Folha de S. Paulo
Pelo dinheiro pré-real, 20 qualquer coisa não
queria dizer nada. Só pensávamos em milhares
O festival de reportagens sobre os 30 anos do Plano Real não apenas fez justiça a uma medida que tirou o Brasil do buraco como serviu para que eu dirimisse uma dúvida que me perseguia desde a sua implantação. No dia em que ele foi lançado, uma nota de 1 real comprava 1 litro de leite, 1 kg de açúcar ou uma dúzia de ovos. Com 50 centavos de real, pagava-se uma passagem de ônibus ou 1 litro de gasolina. Era formidável. Nos governos anteriores, a inflação era tal que um deles lançou uma moeda de 500 mil cruzeiros.
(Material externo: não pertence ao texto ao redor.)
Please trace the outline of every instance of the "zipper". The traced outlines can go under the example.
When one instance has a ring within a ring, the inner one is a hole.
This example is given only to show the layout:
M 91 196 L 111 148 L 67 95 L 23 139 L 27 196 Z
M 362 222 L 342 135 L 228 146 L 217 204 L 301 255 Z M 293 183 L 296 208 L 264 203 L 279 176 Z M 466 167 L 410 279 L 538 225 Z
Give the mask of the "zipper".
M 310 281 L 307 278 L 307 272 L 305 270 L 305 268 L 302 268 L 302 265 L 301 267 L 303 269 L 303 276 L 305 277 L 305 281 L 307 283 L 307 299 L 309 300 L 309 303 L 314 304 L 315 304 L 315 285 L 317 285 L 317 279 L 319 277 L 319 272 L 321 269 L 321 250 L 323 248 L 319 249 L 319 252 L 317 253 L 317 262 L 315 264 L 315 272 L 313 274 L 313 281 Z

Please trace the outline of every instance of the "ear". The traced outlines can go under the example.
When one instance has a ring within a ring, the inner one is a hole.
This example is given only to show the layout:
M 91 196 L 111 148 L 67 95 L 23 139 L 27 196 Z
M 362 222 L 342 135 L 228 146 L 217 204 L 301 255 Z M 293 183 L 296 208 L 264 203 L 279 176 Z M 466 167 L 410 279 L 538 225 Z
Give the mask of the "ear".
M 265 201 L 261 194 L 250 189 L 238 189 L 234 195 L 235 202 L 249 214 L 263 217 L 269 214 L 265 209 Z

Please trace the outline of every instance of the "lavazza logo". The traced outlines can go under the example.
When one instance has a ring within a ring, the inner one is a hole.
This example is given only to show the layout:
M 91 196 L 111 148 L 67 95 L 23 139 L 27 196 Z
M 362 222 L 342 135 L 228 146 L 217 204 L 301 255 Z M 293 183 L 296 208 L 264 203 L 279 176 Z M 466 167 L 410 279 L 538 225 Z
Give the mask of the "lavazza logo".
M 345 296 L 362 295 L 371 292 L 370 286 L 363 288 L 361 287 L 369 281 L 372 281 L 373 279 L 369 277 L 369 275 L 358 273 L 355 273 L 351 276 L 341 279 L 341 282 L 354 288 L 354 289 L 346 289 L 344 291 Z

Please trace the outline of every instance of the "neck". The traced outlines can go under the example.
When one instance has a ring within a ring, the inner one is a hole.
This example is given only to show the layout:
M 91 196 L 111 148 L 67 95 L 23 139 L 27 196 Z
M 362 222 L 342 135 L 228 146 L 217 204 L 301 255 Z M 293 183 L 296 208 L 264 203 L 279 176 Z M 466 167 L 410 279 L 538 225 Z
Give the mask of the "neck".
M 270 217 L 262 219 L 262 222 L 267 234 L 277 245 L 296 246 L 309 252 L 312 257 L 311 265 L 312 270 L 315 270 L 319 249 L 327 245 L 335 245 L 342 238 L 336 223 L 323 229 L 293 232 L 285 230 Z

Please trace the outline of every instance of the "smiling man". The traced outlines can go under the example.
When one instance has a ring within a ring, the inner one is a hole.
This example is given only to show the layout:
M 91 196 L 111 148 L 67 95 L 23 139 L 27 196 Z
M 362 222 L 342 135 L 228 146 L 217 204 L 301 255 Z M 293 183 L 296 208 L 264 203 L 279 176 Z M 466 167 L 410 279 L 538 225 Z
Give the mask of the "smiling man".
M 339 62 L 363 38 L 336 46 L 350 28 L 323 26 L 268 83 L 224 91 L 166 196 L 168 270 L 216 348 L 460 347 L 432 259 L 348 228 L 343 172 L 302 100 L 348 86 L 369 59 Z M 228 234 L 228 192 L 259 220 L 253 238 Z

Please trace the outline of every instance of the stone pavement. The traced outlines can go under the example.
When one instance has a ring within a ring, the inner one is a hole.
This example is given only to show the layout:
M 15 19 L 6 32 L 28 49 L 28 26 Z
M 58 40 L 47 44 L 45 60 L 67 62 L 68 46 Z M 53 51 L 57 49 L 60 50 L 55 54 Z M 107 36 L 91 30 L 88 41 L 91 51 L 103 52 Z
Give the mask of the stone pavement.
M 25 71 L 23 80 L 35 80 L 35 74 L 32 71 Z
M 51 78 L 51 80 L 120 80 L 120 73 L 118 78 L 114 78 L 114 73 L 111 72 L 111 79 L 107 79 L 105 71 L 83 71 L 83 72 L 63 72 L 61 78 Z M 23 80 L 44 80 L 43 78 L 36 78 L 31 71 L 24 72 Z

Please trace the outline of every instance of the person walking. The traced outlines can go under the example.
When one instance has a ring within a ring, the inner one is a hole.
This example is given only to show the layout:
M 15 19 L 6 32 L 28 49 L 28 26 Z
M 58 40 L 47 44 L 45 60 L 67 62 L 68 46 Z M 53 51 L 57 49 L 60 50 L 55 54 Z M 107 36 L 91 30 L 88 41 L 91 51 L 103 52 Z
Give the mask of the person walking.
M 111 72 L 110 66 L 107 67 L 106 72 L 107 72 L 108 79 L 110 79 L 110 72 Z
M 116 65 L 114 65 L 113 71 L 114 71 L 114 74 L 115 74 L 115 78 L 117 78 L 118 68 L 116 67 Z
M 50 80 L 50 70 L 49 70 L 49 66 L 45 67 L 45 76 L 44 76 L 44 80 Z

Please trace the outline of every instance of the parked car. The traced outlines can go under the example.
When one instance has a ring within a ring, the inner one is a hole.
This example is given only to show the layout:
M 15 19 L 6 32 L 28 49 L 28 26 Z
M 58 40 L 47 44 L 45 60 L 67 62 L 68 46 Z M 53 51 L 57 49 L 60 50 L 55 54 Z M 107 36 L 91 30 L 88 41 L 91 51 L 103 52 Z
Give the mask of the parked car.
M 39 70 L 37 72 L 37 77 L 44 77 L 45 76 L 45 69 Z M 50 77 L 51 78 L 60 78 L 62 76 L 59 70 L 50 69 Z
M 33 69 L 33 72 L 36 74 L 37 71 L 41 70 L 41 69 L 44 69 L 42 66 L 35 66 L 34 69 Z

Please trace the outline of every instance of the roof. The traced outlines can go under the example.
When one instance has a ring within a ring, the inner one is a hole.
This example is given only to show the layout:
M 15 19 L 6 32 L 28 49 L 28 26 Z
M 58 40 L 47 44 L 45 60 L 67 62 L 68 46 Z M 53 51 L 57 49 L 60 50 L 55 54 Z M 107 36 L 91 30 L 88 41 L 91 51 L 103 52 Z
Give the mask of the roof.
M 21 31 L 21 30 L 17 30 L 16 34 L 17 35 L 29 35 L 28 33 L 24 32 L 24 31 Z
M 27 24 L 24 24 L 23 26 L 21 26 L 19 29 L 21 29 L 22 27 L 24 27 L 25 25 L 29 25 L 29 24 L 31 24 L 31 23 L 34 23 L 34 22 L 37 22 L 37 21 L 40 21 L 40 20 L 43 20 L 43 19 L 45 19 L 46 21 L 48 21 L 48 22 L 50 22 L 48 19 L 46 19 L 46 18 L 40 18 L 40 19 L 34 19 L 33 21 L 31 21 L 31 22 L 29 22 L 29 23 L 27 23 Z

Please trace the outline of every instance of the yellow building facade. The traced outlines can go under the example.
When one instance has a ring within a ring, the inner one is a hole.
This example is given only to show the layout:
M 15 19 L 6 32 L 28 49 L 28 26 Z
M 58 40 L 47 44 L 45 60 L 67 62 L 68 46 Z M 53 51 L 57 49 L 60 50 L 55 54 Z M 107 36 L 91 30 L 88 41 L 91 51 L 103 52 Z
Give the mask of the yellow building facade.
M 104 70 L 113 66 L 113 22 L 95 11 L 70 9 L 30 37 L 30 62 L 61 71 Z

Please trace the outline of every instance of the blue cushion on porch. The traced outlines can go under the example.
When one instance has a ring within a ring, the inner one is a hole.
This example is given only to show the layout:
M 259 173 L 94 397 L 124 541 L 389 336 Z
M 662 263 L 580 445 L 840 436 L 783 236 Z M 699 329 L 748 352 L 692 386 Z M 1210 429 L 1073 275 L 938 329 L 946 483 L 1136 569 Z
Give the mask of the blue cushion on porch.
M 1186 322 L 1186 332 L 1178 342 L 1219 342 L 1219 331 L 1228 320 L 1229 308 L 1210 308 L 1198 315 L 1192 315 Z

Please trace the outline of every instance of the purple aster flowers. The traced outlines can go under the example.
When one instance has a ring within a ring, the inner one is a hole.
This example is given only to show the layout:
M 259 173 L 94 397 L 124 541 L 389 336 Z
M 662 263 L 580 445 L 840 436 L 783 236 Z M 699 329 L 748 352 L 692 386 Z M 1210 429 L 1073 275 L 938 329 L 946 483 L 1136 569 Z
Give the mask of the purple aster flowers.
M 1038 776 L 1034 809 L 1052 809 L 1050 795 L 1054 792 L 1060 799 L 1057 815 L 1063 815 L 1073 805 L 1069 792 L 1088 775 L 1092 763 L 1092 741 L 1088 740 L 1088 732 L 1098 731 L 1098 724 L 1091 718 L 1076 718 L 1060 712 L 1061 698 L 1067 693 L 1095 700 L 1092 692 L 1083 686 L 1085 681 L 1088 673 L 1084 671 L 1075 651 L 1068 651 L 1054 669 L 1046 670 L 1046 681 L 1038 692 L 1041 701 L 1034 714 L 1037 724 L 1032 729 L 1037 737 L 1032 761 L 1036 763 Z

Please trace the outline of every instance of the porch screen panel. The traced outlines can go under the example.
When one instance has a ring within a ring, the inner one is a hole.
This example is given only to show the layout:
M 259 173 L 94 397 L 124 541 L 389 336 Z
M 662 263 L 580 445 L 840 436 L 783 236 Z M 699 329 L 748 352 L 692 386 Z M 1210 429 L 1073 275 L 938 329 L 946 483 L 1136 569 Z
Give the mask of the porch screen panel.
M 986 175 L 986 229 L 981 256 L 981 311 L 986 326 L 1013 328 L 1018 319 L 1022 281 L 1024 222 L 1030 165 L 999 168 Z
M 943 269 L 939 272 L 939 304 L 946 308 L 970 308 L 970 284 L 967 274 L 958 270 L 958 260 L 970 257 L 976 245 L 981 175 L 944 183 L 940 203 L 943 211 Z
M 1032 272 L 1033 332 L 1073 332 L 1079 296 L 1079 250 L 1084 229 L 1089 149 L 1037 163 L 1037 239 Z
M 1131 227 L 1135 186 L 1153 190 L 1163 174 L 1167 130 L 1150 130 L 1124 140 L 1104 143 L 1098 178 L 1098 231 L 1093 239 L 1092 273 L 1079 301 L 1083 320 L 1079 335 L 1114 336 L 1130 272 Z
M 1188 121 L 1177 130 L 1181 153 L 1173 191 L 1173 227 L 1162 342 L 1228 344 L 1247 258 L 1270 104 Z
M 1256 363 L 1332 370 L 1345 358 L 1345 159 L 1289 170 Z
Como era possível que 500 mil unidades da moeda nacional coubessem num bolsinho?
Mas nem todos fomos tão rápidos para fazer a
transição entre o absurdo dinheiro antigo e o que acabava de chegar. E calhou
que, por aqueles dias, batesse à minha porta um vendedor de vassouras e
espanadores. Ora, por acaso eu estava precisando de um espanador o —que eu
usava há anos para espanar o teclado do computador estava reduzido à última
pena. Era então ou nunca. Pedi-lhe um espanador e perguntei quanto.
O vendedor hesitou, como quem tinha de fazer
uma súbita avaliação, e disse: "20 reais". Sem discutir, dei-lhe uma
nota desse valor —acabara de voltar do banco— e me tornei o feliz proprietário
de um robusto espanador.
Pelos anos seguintes, vivemos em grande
harmonia, eu e o espanador. Ele cumpria sua função de espanar o meu teclado e
eu cuidava de que ele não ficasse prematuramente careca. Envelhecemos juntos,
até que o aposentei com honras. Mas algo me intrigava: ele deveria ter custado
20 reais?
Acontece que, no dinheiro antigo, 20 qualquer
coisa não queria dizer nada ---só pensávamos em termos de milhares. E sou ruim
de contas porque passei as aulas de aritmética admirando as pernas da
professora. Hoje, depois de ler as matérias, descubro que, em 1994, 20 reais
valiam pelo menos 40 espanadores. Mas tudo bem —eu só precisava de um, mesmo.
2 comentários:
A mentira tem pernas curtas... A primeira nota de 20 reais só surgiu no ano 2000, e lembro muito bem disto! Ou o colunista pagou com 2 notas de 10 reais ou 4 de 5 reais, ou a história é estória...
Eu nunca usei espanador no meu computador.